RECURSOS. ELEIÇÕES 2020. JULGAMENTO CONJUNTO. REPRESENTAÇÃO. CAPTAÇÃO ILÍCITA DE SUFRÁGIO. AÇÃO DE INVESTIGAÇÃO JUDICIAL ELEITORAL – AIJE. ABUSO DE PODER ECONÔMICO E DE PODER POLÍTICO. CANDIDATO REELEITO VEREADOR. CONCORRENTES NÃO ELEITOS AOS CARGOS DE PREFEITO E VICE. SENTENÇA DE PROCEDÊNCIA DE AMBAS AS DEMANDAS. CASSAÇÃO DO DIPLOMA E DOS REGISTROS DE CANDIDATURA. IMPOSIÇÃO DE MULTA INDIVIDUAL. PRELIMINAR DE NULIDADE DA SENTENÇA. ALEGADA ILICITUDE DE GRAVAÇÃO AMBIENTAL EM VÍDEO. POSSIBILIDADE DESTE MEIO DE PROVA. JURISPRUDÊNCIA DO TSE. AUSÊNCIA DE SUPOSTO FLAGRANTE PREPARADO. REJEITADA A MATÉRIA PRELIMINAR. COMPROVADA A PRÁTICA DA CAPTAÇÃO ILÍCITA DE SUFRÁGIO. ART. 41–A DA LEI N. 9.504/97. NÃO CONFIGURADO O ABUSO DE PODER POLÍTICO E ECONÔMICO. ART. 14, § 9º, DA CONSTITUIÇÃO FEDERAL. CONDUTA DELITUOSA SEM POTENCIALIDADE LESIVA SUFICIENTE PARA AFETAR A LEGITIMIDADE DAS ELEIÇÕES. PROVIMENTO DO RECURSO CONTRA PROCEDÊNCIA DA AIJE, PARA JULGÁ–LA IMPROCEDENTE. DESPROVIMENTO DOS APELOS CONTRA A PROCEDÊNCIA DA REPRESENTAÇÃO POR CAPTAÇÃO ILÍCITA DE SUFRÁGIO. MANTIDAS AS SANÇÕES DE CASSAÇÃO DO DIPLOMA DO REPRESENTADO VEREADOR E A DECLARAÇÃO DA NULIDADE DOS VOTOS POR ELE OBTIDOS. CASSAÇÃO DOS REGISTROS DE CANDIDATURA DOS ASPIRANTES A PREFEITO E VICE. IMPOSIÇÃO DE MULTA, APLICADA DE FORMA INDIVIDUAL PARA CADA CANDIDATO. PREQUESTIONAMENTO DA MATÉRIA VERSADA.

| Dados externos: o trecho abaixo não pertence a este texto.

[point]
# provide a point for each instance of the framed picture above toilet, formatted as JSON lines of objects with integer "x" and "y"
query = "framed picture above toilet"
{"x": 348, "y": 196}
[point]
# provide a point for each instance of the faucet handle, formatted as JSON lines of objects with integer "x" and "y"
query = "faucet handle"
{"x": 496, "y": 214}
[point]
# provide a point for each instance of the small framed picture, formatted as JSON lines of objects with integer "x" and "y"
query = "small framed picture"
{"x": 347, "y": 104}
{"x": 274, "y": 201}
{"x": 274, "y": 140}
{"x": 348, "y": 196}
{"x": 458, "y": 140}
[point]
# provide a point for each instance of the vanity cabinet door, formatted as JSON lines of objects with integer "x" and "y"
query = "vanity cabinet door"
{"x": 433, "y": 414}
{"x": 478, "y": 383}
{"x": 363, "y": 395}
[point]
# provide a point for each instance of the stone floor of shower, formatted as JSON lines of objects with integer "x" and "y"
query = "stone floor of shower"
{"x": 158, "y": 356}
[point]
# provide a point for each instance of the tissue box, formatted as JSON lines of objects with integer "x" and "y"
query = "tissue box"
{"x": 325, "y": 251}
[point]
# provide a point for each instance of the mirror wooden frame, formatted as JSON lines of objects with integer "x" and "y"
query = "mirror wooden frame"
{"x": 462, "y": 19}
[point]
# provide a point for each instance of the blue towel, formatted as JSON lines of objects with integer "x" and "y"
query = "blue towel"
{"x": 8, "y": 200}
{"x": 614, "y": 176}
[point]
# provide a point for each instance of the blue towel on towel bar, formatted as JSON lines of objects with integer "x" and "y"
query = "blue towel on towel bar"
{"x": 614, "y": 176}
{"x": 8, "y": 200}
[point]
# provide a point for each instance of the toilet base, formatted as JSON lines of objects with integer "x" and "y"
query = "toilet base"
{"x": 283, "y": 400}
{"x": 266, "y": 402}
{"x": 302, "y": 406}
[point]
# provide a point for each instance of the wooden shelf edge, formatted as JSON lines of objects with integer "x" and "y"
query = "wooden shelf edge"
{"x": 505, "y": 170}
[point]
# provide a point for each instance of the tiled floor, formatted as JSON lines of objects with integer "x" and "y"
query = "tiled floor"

1. Julgamento conjunto dos recursos interpostos por candidato reeleito ao cargo de vereador e por candidatos não eleitos aos cargos de prefeito e vice–prefeito contra sentenças de procedência de representação por captação ilícita de sufrágio (art. 41–A da Lei n. 9.504/97) e de ação de investigação judicial eleitoral – AIJE por abuso de poder político e de poder econômico (art. 14, § 9º, da CF e art. 22, inc. XIV, da LC n. 64/90). Condenação às sanções de cassação do diploma do vereador, declarando nulos os votos por ele obtidos, cassação dos registros de candidatura dos aspirantes a prefeito e vice, bem como ao pagamento de multa, de forma individual, aos representados, declarando a sua inelegibilidade para as eleições a se realizarem nos 8 (oito) anos subsequentes à eleição de 2020.
2. Preliminar de nulidade da sentença. Alegada ilicitude da prova consistente em gravação ambiental em vídeo, efetuada em telefone celular pela própria eleitora, por ocasião do comparecimento da apoiadora de campanha dos representados em seu local de trabalho – estabelecimento comercial aberto ao público, no momento em que foi ofertada ou prometida vantagem com o fim específico de obter–lhe o voto. A jurisprudência do Tribunal Superior Eleitoral é no sentido de admitir a gravação ambiental realizada por um dos interlocutores, sem o conhecimento dos demais e sem chancela judicial, como meio válido de prova, seja em espaço público ou particular. Inexistência do alegado flagrante preparado, vedado pela Súmula n. 145 do STF. Comparecimento espontâneo do cabo eleitoral dos candidatos ao endereço laboral da eleitora, sem que fosse provocado ou induzido, com a finalidade premeditada de oferecer e conceder vantagens em troca do seu voto, limitando–se a eleitora a registrar o desenrolar dessa ação em seu aparelho celular. Afastada a preliminar de nulidade aventada.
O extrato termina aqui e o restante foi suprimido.